So I have to return to my war against personal indiscipline? The hiatus on being quite stern on myself has worked in some areas of my life but not others! Oh yes I've upped the anti on exercise I have even gone back to Thursday's at tae Kwan do ( let me hear a big yaaay!!) But food wise I have been on a roller coaster ride!
Now don't get me wrong I still love slimming world and its ways but I have to be honest I have gone long periods where I just could not muster up the desire not to have cake, not to have that extra glass of wine or to make those sensible choices when I am out with friends and family! This does not include the constant battle with those colleagues around me who insist on bringing stuff into work, and directly offering it to me and I trust me I genuinely feel bad when I see the little look of disappointment when I try to refuse and I often find myself relenting and then it's all at my expense quite often undermining good efforts I have put in else where!

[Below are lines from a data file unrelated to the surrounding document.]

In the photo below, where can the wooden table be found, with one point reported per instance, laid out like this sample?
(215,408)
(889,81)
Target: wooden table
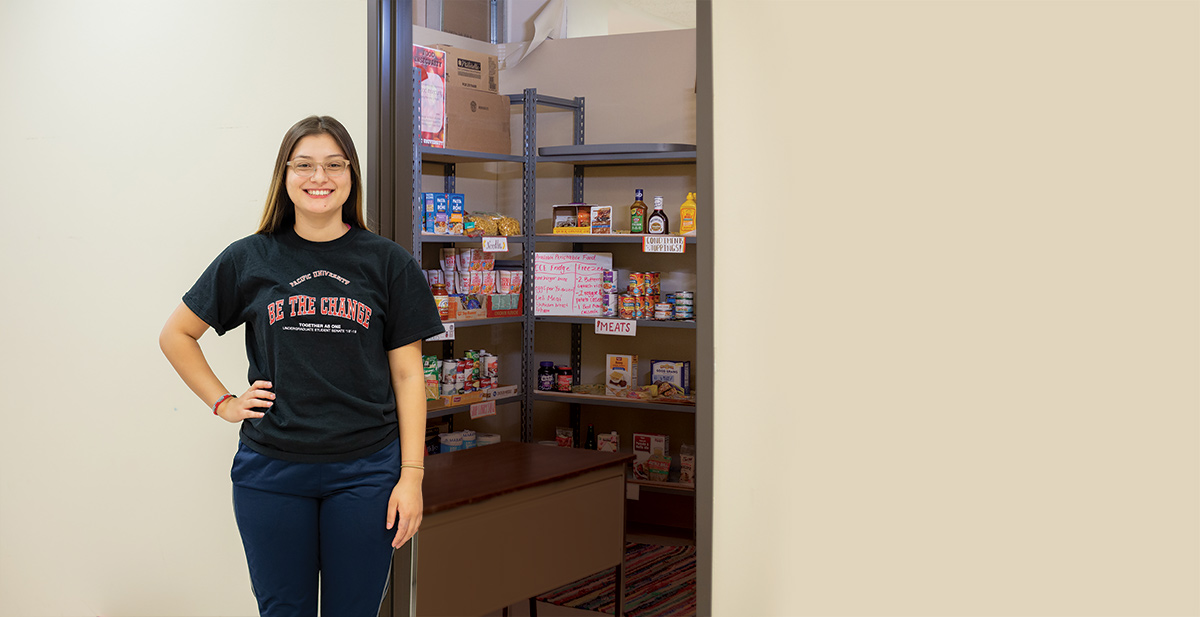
(507,522)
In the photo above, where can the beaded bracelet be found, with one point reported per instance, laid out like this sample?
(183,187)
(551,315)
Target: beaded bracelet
(221,400)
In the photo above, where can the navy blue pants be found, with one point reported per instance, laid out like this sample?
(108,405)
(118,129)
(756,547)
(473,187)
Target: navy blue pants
(309,525)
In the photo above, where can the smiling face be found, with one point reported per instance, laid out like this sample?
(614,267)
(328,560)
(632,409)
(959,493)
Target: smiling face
(318,196)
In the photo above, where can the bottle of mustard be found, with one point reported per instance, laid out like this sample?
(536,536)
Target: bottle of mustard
(688,214)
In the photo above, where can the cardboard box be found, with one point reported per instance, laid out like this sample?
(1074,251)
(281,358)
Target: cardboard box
(645,445)
(621,375)
(677,373)
(432,64)
(478,121)
(472,70)
(600,219)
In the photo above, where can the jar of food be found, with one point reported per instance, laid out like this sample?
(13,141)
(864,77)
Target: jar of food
(564,379)
(442,299)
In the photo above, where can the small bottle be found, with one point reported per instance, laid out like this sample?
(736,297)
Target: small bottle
(442,299)
(637,214)
(564,379)
(658,223)
(688,214)
(546,377)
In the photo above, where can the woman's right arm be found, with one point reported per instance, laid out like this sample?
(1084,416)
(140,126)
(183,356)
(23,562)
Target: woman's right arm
(179,341)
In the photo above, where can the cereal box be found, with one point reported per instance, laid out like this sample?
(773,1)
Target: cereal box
(646,445)
(609,442)
(601,219)
(457,213)
(621,375)
(677,373)
(432,64)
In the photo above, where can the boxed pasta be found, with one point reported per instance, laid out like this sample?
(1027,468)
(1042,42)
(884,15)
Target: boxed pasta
(675,372)
(621,375)
(645,447)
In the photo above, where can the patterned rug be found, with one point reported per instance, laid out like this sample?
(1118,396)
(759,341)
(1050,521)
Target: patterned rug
(659,581)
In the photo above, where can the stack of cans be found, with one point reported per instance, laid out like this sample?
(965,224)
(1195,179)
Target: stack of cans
(479,370)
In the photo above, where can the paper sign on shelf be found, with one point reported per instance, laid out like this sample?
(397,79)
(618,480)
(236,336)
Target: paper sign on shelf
(444,336)
(569,283)
(483,409)
(617,327)
(664,244)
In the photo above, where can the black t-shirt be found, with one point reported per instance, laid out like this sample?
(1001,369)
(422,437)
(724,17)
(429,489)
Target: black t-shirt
(319,319)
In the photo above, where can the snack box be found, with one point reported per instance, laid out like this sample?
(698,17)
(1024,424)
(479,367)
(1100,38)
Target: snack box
(432,64)
(601,219)
(677,373)
(441,213)
(430,208)
(621,375)
(645,444)
(609,442)
(457,213)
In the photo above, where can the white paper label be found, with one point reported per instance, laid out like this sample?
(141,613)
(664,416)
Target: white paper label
(483,409)
(664,244)
(447,335)
(617,327)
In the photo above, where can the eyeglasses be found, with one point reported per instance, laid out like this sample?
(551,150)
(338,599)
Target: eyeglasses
(307,167)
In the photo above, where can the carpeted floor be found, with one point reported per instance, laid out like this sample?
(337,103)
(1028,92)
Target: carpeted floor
(659,581)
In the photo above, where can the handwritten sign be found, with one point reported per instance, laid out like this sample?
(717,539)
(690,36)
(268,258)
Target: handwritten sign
(664,244)
(496,245)
(617,327)
(483,409)
(447,335)
(569,283)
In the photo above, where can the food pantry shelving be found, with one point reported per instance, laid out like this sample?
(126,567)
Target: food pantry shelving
(580,157)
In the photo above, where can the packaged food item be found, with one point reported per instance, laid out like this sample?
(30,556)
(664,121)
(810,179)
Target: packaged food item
(688,215)
(600,219)
(427,205)
(621,375)
(457,209)
(564,437)
(431,365)
(687,463)
(441,214)
(563,379)
(675,372)
(645,445)
(449,258)
(609,442)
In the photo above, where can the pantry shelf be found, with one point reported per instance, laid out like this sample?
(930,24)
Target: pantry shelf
(612,401)
(641,323)
(447,155)
(438,412)
(463,239)
(490,321)
(603,238)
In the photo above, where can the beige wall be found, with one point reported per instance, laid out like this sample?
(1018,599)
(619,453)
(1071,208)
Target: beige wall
(139,143)
(987,361)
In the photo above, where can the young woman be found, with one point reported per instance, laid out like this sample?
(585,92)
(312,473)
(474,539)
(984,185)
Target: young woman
(327,480)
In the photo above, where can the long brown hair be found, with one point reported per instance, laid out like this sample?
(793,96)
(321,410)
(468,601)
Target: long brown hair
(280,211)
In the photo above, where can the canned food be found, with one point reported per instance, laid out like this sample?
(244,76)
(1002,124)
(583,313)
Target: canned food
(627,306)
(491,366)
(611,305)
(636,283)
(609,281)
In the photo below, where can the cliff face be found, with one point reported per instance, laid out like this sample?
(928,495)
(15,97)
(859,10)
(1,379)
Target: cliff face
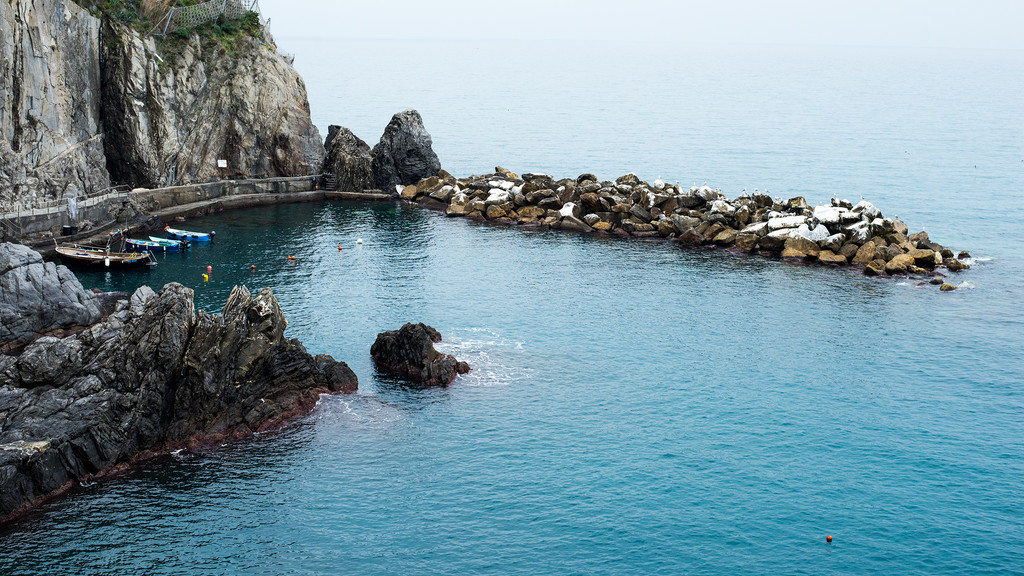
(170,122)
(87,100)
(50,138)
(153,375)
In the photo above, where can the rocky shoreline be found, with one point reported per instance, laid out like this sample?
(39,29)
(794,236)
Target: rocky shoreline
(839,235)
(89,384)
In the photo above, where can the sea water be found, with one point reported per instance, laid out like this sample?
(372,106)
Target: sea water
(633,408)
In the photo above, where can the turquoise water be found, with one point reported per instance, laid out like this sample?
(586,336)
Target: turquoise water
(633,408)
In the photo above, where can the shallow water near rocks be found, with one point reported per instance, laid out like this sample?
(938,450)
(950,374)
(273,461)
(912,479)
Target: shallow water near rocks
(633,408)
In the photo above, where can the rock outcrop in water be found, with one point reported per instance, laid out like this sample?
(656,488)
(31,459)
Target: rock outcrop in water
(348,160)
(404,154)
(409,353)
(840,234)
(152,376)
(38,297)
(87,100)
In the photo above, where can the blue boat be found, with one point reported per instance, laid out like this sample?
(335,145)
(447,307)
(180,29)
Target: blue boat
(182,244)
(189,236)
(150,245)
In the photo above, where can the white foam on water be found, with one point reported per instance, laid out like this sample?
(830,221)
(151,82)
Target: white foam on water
(494,360)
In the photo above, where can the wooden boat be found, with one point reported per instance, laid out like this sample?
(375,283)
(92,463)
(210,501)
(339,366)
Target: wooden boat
(73,254)
(169,242)
(186,235)
(163,246)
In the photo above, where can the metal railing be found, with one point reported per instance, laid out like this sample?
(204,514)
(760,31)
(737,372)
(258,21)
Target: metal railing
(198,14)
(11,220)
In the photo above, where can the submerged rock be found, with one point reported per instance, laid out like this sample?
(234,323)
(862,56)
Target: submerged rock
(154,375)
(404,154)
(410,353)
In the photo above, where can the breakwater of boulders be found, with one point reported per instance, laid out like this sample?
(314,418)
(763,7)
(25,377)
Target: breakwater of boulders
(841,234)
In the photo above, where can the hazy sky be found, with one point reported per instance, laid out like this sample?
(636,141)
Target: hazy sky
(978,24)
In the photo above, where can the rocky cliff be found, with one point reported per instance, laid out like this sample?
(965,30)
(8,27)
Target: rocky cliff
(170,120)
(87,100)
(151,376)
(51,141)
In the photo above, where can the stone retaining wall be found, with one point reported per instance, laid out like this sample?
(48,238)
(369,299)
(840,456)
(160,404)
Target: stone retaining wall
(37,223)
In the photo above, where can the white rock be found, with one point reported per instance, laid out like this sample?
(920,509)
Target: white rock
(497,196)
(759,229)
(859,232)
(817,234)
(783,233)
(721,206)
(827,214)
(785,221)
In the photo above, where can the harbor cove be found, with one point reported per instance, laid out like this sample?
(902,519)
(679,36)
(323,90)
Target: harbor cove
(681,307)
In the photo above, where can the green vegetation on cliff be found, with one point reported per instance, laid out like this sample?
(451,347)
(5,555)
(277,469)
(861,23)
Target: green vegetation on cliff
(145,15)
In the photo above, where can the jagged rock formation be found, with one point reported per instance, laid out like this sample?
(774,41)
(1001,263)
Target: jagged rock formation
(404,154)
(37,297)
(170,122)
(50,138)
(348,159)
(836,235)
(410,353)
(152,376)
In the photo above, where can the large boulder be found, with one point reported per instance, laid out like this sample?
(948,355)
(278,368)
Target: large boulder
(409,353)
(151,377)
(37,297)
(349,159)
(404,154)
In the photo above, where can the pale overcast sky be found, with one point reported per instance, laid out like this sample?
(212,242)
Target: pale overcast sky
(977,24)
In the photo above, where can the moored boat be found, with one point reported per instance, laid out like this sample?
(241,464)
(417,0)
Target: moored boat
(187,235)
(163,246)
(167,241)
(73,254)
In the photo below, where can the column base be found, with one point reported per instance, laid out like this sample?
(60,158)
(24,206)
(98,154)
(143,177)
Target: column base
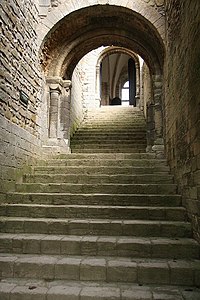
(159,148)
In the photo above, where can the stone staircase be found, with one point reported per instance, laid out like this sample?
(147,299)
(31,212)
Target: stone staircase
(104,222)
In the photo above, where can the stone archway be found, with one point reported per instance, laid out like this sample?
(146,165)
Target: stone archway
(95,26)
(113,50)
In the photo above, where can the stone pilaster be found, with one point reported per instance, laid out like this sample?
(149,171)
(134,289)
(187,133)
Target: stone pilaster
(59,114)
(158,146)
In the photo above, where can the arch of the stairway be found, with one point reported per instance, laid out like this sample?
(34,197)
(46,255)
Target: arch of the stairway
(113,50)
(92,27)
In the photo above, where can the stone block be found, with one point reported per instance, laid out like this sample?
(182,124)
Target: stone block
(125,271)
(68,268)
(153,273)
(7,266)
(89,245)
(39,267)
(107,246)
(99,293)
(93,269)
(136,293)
(71,245)
(31,244)
(51,245)
(63,293)
(181,273)
(25,292)
(5,289)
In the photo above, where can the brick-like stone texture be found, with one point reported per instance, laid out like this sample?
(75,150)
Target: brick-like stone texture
(19,64)
(20,126)
(182,104)
(18,147)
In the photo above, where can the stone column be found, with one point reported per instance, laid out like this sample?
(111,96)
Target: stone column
(59,115)
(55,89)
(158,146)
(150,126)
(65,109)
(97,86)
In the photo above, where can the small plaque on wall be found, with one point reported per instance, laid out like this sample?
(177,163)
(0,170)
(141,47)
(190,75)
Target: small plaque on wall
(24,98)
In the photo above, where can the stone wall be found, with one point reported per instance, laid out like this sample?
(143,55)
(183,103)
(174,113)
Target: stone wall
(182,102)
(77,108)
(19,89)
(18,148)
(20,77)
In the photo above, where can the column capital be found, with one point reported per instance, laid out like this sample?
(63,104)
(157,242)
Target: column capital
(67,84)
(54,83)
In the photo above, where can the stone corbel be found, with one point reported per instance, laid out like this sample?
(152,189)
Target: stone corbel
(54,83)
(67,84)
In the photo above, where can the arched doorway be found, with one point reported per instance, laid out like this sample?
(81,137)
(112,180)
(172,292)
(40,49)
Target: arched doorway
(90,28)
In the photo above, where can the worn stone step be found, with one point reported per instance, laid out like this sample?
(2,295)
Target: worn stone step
(105,162)
(93,212)
(108,150)
(142,228)
(121,246)
(95,199)
(119,145)
(107,140)
(105,156)
(84,178)
(33,289)
(103,136)
(109,170)
(97,188)
(102,269)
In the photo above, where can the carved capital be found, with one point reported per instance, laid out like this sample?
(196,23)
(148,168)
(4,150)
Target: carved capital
(67,84)
(54,83)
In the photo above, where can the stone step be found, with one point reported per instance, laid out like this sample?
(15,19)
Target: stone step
(139,228)
(114,135)
(123,246)
(105,156)
(94,211)
(107,150)
(95,199)
(101,269)
(107,140)
(119,145)
(97,188)
(33,289)
(111,131)
(109,170)
(84,178)
(104,162)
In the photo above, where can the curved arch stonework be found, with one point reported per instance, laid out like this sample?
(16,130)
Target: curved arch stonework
(70,31)
(114,50)
(153,10)
(103,25)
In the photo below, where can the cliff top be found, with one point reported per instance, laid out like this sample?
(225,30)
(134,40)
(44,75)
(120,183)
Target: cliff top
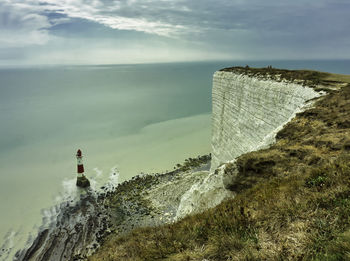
(292,200)
(318,80)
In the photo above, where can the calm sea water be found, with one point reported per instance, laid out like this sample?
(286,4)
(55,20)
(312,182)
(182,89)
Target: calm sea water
(135,118)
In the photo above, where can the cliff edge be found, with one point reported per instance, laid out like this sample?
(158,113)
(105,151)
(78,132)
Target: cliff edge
(288,199)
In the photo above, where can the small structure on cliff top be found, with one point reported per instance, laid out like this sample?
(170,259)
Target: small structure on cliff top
(82,181)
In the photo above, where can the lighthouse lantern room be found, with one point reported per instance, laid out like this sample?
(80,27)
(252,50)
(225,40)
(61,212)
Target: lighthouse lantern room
(82,181)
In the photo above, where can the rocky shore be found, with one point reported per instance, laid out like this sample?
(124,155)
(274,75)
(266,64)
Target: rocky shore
(145,200)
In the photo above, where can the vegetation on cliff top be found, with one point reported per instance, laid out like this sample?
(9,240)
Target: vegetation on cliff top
(292,202)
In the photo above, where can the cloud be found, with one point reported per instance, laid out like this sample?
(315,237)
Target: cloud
(20,27)
(227,28)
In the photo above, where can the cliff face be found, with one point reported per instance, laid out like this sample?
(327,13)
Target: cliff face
(249,111)
(292,200)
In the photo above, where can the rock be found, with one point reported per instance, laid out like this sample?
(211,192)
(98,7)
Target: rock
(83,182)
(230,172)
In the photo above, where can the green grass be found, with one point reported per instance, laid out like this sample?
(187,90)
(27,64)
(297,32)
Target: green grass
(292,202)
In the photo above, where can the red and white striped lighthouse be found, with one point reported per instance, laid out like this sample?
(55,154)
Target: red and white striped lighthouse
(80,166)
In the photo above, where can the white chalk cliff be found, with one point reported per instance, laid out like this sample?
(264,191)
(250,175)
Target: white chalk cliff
(247,114)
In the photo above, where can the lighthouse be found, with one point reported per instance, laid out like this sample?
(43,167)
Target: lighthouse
(82,181)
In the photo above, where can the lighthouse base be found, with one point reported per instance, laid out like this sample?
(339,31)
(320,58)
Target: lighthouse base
(83,182)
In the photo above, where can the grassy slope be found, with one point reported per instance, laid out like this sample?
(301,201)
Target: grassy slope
(293,199)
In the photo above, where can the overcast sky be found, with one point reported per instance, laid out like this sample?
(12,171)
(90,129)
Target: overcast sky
(142,31)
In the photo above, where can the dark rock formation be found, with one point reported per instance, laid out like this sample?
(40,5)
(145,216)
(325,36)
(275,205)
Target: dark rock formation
(83,182)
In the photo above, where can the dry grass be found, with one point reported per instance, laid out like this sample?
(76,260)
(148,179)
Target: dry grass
(292,202)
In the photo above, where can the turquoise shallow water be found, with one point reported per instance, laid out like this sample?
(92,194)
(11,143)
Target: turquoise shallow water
(136,118)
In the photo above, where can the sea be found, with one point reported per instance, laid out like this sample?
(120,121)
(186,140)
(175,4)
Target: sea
(126,119)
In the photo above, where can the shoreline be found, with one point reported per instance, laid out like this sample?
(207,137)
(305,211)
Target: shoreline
(81,227)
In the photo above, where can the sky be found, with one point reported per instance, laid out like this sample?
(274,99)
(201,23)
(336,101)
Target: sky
(35,32)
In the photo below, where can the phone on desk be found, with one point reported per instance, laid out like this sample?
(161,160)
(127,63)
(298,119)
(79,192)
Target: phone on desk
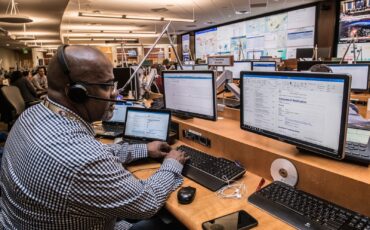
(235,221)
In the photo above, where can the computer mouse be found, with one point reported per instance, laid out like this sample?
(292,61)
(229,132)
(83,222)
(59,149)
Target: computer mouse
(186,195)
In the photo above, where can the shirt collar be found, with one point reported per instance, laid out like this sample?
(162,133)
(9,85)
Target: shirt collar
(67,113)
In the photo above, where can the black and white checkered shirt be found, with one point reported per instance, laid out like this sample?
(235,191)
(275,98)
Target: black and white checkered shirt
(55,175)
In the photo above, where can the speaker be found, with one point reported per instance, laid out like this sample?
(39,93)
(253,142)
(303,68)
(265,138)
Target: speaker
(76,92)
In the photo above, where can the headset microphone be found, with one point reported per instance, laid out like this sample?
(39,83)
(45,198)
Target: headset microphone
(104,99)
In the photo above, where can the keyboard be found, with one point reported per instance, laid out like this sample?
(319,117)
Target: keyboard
(306,211)
(209,171)
(357,153)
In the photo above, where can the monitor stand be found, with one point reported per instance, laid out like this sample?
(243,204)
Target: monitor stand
(182,116)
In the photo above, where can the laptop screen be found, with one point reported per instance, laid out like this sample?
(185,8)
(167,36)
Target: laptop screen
(147,124)
(119,113)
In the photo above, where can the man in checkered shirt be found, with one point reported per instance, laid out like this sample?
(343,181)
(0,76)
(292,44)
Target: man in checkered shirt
(55,175)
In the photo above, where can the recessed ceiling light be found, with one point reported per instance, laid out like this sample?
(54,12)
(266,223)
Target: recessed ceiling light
(242,12)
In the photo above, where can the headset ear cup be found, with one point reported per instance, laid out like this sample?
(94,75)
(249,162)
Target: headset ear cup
(77,93)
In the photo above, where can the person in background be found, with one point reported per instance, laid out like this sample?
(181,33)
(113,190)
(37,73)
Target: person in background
(28,92)
(56,175)
(40,81)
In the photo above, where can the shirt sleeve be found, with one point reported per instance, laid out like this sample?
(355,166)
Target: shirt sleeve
(103,188)
(127,153)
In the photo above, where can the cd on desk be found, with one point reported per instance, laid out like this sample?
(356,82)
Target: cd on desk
(284,171)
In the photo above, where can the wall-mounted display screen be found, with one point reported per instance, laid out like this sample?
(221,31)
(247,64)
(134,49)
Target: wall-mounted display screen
(354,25)
(185,47)
(276,35)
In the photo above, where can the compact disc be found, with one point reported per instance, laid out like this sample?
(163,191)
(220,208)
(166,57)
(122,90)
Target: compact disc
(284,171)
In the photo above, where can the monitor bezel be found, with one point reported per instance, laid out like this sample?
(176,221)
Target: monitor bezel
(252,65)
(357,64)
(238,77)
(198,115)
(164,111)
(298,143)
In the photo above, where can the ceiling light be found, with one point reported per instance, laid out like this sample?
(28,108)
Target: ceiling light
(133,17)
(142,18)
(12,14)
(98,15)
(242,12)
(179,19)
(112,31)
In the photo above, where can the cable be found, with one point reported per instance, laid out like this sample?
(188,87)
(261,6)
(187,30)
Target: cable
(143,169)
(237,190)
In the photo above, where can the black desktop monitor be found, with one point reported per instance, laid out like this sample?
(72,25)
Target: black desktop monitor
(308,110)
(190,93)
(264,66)
(304,53)
(238,67)
(122,75)
(359,73)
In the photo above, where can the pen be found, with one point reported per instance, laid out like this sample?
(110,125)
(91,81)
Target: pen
(262,182)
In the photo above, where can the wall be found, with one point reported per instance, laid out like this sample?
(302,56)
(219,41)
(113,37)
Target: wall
(8,57)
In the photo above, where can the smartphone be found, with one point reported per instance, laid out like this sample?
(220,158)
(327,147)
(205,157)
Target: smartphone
(235,221)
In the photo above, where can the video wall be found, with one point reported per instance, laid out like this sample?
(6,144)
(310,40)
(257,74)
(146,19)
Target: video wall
(277,35)
(354,26)
(185,39)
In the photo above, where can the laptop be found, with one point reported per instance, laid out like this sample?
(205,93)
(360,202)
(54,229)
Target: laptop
(146,125)
(115,126)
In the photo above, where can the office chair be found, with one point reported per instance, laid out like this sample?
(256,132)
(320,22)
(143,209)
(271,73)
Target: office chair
(16,104)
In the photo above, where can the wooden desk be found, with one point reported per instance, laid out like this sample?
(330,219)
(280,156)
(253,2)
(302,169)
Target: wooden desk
(207,205)
(343,183)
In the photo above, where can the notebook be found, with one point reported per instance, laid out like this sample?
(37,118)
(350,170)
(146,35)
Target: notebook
(146,125)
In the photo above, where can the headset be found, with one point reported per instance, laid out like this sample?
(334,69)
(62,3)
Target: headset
(77,91)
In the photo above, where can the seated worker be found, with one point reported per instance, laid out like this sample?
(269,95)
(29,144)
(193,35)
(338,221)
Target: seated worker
(39,80)
(56,175)
(28,92)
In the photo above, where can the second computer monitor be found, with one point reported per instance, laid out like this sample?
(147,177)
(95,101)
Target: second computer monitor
(359,73)
(238,67)
(264,66)
(190,93)
(308,110)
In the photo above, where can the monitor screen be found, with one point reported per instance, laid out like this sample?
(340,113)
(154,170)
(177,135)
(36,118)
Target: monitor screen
(185,67)
(359,73)
(119,113)
(201,67)
(147,124)
(308,110)
(122,75)
(264,66)
(238,67)
(190,93)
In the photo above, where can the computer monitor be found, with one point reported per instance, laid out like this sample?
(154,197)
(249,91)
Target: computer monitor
(147,124)
(308,110)
(359,73)
(122,75)
(238,67)
(190,93)
(264,66)
(185,67)
(201,67)
(304,53)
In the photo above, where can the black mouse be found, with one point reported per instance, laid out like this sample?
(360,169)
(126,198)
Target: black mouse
(186,195)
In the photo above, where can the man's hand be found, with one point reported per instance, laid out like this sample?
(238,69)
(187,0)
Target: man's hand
(158,149)
(180,156)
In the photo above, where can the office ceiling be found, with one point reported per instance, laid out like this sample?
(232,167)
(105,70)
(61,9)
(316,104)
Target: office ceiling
(57,21)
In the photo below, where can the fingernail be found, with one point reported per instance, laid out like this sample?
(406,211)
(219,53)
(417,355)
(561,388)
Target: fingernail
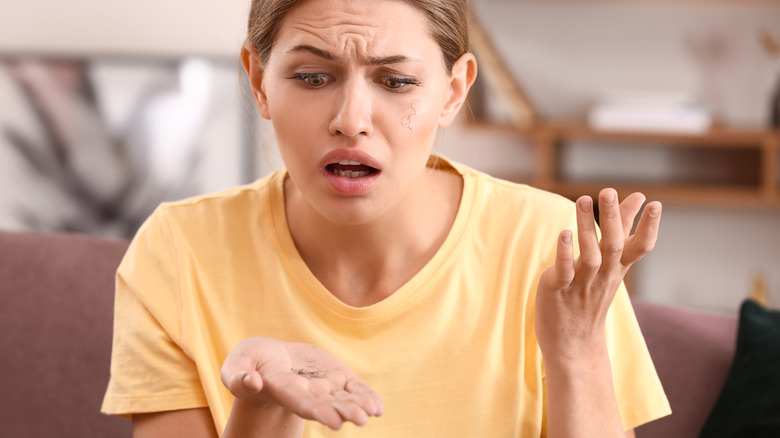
(609,197)
(584,204)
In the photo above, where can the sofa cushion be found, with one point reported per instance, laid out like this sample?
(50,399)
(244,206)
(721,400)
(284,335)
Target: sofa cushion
(56,317)
(749,405)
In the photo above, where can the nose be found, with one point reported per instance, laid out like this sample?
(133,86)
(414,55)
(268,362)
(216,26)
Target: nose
(353,111)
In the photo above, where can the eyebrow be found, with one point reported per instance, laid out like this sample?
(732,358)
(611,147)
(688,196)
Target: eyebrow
(374,60)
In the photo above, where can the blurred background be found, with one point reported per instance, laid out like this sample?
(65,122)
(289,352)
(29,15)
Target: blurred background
(108,108)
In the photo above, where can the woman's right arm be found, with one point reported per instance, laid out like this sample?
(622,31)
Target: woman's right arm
(245,421)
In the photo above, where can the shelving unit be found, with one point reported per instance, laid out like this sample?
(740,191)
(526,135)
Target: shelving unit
(754,151)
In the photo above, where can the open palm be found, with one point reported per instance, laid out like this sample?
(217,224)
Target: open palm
(305,379)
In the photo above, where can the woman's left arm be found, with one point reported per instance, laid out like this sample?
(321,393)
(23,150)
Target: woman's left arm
(572,301)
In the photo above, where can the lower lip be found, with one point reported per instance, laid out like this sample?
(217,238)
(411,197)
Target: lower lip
(350,186)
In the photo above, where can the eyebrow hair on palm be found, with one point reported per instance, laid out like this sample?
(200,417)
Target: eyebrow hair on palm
(395,59)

There is a slimmer's blog I follow the person concerned calls herself ( a bit of an assumption seeing as it's anonymous) weight loss bitch! Imagine that! Anyhow in one of her blog articles she talked about training in order to lose weight likening it to training for a marathon, she made a good point, an honest one as it's not likely you can rock up at the London marathon and expect to win just on the back of turning up, so she was referring to learning about food etc , reading the books we are given and trying different things!
For me I have decided that I am going to try a different track now and set some specific goals with milestones and everything, what have been doing before is just accepting it as a lifestyle change. But invariably what has been happening is I have just slipped off the edge after all I have my whole life to do it yes! Well, no actually, I need to realise the benefits of it beforehand, before I actually start to feel old!
The actual goals and milestones will be another post, but some small wins that I have made of recent,
The inch reduction, not as much as I would have liked, but a reduction none the less.
My fitness level has improved a great deal, walking to the station no longer feels like such a chore ( except if it's raining), I can do proper full press ups, even running round the dojan is not so bad - ( and yes I still hate running)
I have given up drinking diet coke as a comfort drink, as in I always just had one with my lunch, now I do drink more water , but not enough!
I can now stay in the plank position for 60 straight seconds! Quite a feat considering that initially I could not even get in the position!
Now it's quite clear that my life in this area is not balanced, in my mind's eye, if I'd paid more attention to my food that I would be at least a dress size and a half smaller by now? So I have to step up, pay attention and get on with it!